If you want to install software using home-manager via nix flakes in non NixOS systems (like darwin) you can use the home-manager nixpkgs.config option for example

nixpkgs.config.allowUnfree = true;

Development tricks

How to add a file locally in git but not include it in commits

When a git folder exists, flake will only copy files added in git to maximize reproducibility (this way if you forgot to add a local file in your repo, you will directly get an error when you try to compile it). However, for development purpose you may want to create an alternative flake file, for instance containing configuration for your preferred editors as described here… of course without committing this file since it contains only your own preferred tools. You can do so by doing something like that (say for a file called extra/flake.nix):

git add --intent-to-add extra/flake.nix
git update-index --assume-unchanged extra/flake.nix

Rapid iteration of a direct dependency

One common pain point with using Nix as a development environment is the need to completely rebuild dependencies and re-enter the dev shell every time they are updated. The nix develop --redirect <flake> <directory> command allows you to provide a mutable dependency to your shell as if it were built by Nix.

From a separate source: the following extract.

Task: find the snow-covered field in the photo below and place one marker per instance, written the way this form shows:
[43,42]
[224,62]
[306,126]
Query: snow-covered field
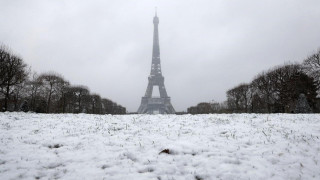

Consider a situation where your executable, consumexe, depends on a library, libdep. You're trying to work on both at the same time, where changes to libdep are reflected in real time for consumexe. This workflow can be achieved like so:

cd ~/libdep-src-checkout/
nix develop # Or `nix-shell` if applicable.
export prefix="./install" # configure nix to install it here
buildPhase   # build it like nix does
installPhase # install it like nix does

Now that you've built the dependency, consumexe can take it as an input. In another terminal:

cd ~/consumexe-src-checkout/
nix develop --redirect libdep ~/libdep-src-checkout/install
echo $buildInputs | tr " " "\n" | grep libdep
# Output should show ~/libdep-src-checkout/ so you know it worked

If Nix warns you that your redirected flake isn't actually used as an input to the evaluated flake, try using the --inputs-from . flag. If all worked well you should be able to buildPhase && installPhase when the dependency changes and rebuild your consumer with the new version without exiting the development shell.